Assuming that Brantly and Writebol continue to recover, they would not be at risk of becoming sick again with Ebola if they were to decide to return to Africa, Ribner said. "They would probably not be at risk for infection if they were caring for patients with Ebola disease during this outbreak," he said.
Studies of blood samples taken from Ebola survivors a few years after they became infected with the virus show that these people have developed antibodies that can neutralize the Ebola virus. This suggests that Ebola survivors are immune to the disease, and will not get infected again.
However, no one has tested what really happens if a survivor is exposed to the virus for a second time. Ribner said it is not clear whether survivors become immune to all strains of the Ebola virus or only the one that infected them, nor is it clear how long this immunity lasts.
There are five known species of the Ebola virus. The current outbreak is caused by Zaire Ebola virus, which is the deadliest type. In previous outbreaks involving this strain, only 10 percent of patients have survived the infection.
In the current outbreak, about 47 percent of people infected with the virus have survived, according to the World Health Organization. It is possible that early treatment efforts have played a role in improving survival rates in this outbreak.
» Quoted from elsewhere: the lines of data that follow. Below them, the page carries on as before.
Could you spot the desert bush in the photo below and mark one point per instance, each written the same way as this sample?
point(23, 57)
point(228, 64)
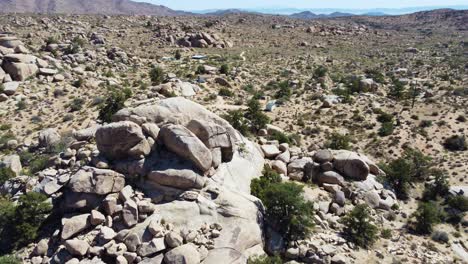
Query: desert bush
point(458, 202)
point(386, 233)
point(5, 175)
point(440, 236)
point(258, 120)
point(157, 75)
point(113, 103)
point(177, 55)
point(397, 90)
point(237, 120)
point(19, 224)
point(338, 141)
point(440, 186)
point(264, 260)
point(77, 104)
point(224, 69)
point(427, 215)
point(386, 129)
point(287, 211)
point(9, 259)
point(258, 186)
point(399, 176)
point(359, 228)
point(456, 143)
point(385, 117)
point(320, 71)
point(225, 92)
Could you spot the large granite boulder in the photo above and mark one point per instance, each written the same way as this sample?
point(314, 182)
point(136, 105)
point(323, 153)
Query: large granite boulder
point(122, 140)
point(184, 143)
point(351, 165)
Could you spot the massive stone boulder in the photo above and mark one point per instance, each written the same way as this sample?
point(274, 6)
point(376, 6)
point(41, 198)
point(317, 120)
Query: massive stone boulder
point(183, 142)
point(122, 140)
point(351, 164)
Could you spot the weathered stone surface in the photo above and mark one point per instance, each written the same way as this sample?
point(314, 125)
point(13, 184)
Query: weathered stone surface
point(181, 179)
point(330, 177)
point(323, 155)
point(351, 165)
point(122, 140)
point(96, 181)
point(270, 151)
point(74, 225)
point(49, 137)
point(12, 162)
point(76, 247)
point(130, 213)
point(150, 248)
point(186, 254)
point(184, 143)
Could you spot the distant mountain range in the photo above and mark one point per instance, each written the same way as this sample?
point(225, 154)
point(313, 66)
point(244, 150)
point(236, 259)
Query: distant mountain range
point(107, 7)
point(128, 7)
point(328, 12)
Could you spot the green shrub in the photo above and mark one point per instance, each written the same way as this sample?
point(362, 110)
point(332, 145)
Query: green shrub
point(399, 176)
point(265, 260)
point(225, 92)
point(397, 90)
point(320, 71)
point(386, 129)
point(19, 224)
point(338, 141)
point(440, 236)
point(77, 104)
point(9, 259)
point(157, 75)
point(426, 216)
point(5, 175)
point(458, 202)
point(224, 69)
point(258, 186)
point(177, 55)
point(359, 228)
point(386, 233)
point(113, 103)
point(237, 120)
point(258, 120)
point(439, 187)
point(456, 143)
point(287, 212)
point(385, 117)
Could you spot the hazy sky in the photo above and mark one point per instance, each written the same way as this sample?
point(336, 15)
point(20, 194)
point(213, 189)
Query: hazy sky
point(361, 4)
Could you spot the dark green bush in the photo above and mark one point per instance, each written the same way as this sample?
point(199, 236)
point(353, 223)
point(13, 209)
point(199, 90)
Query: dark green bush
point(287, 211)
point(359, 228)
point(386, 129)
point(113, 103)
point(440, 236)
point(458, 202)
point(19, 224)
point(258, 186)
point(226, 92)
point(385, 117)
point(426, 216)
point(224, 69)
point(338, 141)
point(5, 175)
point(258, 120)
point(264, 260)
point(456, 143)
point(177, 55)
point(157, 75)
point(320, 71)
point(9, 259)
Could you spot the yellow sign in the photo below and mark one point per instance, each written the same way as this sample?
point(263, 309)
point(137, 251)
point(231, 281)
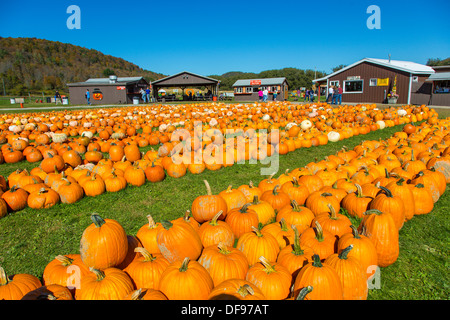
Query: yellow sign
point(383, 82)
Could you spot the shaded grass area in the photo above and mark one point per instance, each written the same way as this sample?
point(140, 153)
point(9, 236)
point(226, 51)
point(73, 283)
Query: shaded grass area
point(30, 239)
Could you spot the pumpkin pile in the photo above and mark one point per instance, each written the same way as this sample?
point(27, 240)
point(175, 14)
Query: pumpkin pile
point(289, 237)
point(87, 153)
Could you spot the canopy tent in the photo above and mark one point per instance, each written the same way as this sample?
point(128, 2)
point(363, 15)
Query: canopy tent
point(186, 80)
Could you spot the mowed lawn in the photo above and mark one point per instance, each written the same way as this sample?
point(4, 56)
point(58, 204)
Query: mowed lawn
point(30, 239)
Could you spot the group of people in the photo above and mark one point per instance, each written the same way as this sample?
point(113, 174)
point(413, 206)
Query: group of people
point(264, 95)
point(145, 94)
point(335, 93)
point(309, 95)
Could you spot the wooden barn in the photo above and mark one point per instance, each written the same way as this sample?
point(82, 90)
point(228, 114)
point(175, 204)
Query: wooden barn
point(112, 90)
point(372, 80)
point(247, 89)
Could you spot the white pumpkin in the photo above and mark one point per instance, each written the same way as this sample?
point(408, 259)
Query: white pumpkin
point(59, 137)
point(382, 124)
point(306, 124)
point(88, 134)
point(334, 136)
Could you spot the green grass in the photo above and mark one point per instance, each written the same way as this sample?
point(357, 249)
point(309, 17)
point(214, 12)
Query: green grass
point(29, 239)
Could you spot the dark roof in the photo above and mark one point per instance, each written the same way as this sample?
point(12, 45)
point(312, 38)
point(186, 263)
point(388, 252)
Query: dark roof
point(439, 76)
point(106, 81)
point(406, 66)
point(201, 80)
point(264, 82)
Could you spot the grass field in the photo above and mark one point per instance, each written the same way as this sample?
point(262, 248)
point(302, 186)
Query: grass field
point(29, 239)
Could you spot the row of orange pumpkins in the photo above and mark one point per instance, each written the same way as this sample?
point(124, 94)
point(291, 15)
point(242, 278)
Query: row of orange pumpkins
point(282, 238)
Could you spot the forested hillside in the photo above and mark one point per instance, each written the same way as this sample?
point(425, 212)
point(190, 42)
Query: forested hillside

It is not clear which biological factors may determine a person's chance of surviving Ebola, but a stronger immune system appears to be one important factor. Also, laboratory evidence suggests that some people with a genetic mutation may be entirely resistant to Ebola infection.
The doctors still don't know if the experimental drug played any role in helping the American Ebola patients survive, but patients' better nutrition and stronger immune systems may have helped their recovery, Ribner said.